Now she said, “First off, her parents drank.” She took a cigarette from her pack and tamped it against the table. “How do you suppose they had that car wreck? Three sheets to the wind, both of them. Then her aunt Alice moved in with her, and she was just plain cracked, if you want my honest opinion. I don’t think the two of them had anything to do with each other. It’s more like Lucy just raised herself. Well, for that much I give her credit: she’d come out of that run-down shack every morning neat as a pin, every hair in place, every accessory matching, which heaven knows how she did on their little pittance of money …”
She stole it, is how. Shoplifted. Not even you know the worst of it .

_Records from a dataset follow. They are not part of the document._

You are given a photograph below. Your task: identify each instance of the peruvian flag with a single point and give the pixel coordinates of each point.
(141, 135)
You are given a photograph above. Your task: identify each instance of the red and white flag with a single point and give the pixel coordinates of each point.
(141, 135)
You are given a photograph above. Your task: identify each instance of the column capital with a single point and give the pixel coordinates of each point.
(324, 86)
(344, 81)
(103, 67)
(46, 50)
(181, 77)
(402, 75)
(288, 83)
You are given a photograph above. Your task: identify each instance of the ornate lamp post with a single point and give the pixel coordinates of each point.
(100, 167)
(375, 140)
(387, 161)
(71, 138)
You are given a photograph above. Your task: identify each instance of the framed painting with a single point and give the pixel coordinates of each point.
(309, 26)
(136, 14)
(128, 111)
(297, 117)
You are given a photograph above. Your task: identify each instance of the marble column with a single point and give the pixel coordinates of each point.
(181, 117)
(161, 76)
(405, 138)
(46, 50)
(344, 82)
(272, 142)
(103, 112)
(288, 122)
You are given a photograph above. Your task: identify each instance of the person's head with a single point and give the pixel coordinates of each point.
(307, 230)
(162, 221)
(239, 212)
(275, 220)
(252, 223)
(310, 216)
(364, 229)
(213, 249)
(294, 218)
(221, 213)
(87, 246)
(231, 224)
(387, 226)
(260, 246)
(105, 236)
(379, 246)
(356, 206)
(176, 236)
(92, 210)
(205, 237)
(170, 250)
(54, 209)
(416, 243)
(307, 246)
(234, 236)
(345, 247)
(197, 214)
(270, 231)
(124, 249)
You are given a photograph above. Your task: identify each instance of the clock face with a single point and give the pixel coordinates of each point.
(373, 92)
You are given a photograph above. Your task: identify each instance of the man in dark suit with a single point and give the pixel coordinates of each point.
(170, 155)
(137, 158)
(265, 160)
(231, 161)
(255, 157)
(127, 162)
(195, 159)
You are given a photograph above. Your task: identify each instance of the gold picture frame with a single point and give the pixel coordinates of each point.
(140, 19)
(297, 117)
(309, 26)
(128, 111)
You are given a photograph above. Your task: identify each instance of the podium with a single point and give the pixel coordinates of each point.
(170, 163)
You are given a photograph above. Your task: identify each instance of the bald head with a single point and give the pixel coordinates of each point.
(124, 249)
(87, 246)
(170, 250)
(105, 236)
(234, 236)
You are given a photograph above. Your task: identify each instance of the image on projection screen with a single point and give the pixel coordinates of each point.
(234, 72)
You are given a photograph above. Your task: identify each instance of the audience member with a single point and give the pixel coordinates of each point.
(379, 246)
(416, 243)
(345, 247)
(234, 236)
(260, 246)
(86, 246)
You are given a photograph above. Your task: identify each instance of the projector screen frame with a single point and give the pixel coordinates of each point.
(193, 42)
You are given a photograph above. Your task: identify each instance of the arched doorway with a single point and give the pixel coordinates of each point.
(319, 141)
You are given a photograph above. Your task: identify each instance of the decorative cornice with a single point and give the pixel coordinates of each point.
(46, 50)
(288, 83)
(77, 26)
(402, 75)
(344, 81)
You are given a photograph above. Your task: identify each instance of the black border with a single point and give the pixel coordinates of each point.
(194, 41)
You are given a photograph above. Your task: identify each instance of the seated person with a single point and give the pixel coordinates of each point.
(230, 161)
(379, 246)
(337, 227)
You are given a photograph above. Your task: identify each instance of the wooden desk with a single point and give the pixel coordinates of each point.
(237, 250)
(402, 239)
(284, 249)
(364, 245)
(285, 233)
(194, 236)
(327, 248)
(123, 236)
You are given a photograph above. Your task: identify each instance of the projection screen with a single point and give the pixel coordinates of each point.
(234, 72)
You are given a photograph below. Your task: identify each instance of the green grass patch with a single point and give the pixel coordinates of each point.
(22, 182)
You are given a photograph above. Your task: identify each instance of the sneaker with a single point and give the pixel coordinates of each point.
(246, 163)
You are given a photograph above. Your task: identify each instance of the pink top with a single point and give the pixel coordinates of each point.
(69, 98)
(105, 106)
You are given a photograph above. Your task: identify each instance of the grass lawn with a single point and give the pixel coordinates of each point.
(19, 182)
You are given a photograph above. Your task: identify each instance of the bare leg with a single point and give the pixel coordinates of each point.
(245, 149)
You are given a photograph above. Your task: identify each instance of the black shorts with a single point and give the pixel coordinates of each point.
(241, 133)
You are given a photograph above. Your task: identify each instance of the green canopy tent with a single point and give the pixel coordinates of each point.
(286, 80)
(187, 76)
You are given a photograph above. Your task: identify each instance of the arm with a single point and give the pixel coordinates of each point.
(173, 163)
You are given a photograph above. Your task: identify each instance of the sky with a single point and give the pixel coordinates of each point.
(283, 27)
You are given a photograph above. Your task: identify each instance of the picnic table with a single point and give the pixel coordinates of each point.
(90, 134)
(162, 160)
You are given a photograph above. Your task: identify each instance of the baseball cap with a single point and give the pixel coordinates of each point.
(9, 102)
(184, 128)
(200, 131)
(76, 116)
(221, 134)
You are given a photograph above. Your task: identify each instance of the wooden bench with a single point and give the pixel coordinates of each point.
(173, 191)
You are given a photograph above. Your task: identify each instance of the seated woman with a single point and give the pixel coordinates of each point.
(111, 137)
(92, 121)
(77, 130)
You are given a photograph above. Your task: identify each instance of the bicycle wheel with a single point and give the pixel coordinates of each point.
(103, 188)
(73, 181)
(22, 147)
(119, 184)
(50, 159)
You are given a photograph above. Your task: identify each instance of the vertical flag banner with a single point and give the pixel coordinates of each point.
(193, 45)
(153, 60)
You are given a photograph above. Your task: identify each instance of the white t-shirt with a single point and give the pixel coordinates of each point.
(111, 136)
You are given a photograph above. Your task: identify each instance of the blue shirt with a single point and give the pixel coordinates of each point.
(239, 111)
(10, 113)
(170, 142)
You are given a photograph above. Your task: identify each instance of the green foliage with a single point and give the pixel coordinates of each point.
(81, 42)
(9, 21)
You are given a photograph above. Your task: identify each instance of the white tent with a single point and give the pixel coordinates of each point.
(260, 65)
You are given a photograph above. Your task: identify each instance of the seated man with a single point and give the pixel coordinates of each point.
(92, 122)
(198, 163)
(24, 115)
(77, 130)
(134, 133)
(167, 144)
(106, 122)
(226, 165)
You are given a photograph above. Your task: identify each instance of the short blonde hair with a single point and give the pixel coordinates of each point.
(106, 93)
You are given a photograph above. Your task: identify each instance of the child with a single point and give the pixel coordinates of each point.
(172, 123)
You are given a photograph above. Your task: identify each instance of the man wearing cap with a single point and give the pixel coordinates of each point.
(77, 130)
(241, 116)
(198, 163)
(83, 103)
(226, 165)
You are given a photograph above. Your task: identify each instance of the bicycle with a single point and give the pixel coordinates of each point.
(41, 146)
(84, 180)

“… and she’d sashay off to school all prissy and Miss America with her books held in front of her chest. The boys were fools for her, but my Tommy was the only one she’d look at. You should’ve seen my Tommy. He was movie-star handsome. He could pass for Tony Curtis, ought to give you some idea. He and Lucy went steady from ninth grade on. Went to every dance and sports event together. Well, excepting Junior Prom. They had a little disagreement the week before Junior Prom and she went with Gary Durbin, but Tommy beat Gary to a pulp next morning and him and Lucy got back together. At their Senior Prom they were King and Queen. I still have the pictures. Tommy wore a tux and he looked good enough to eat. I said, ‘Tommy, you could have any girl you wanted,’ but then, well, you guessed it.”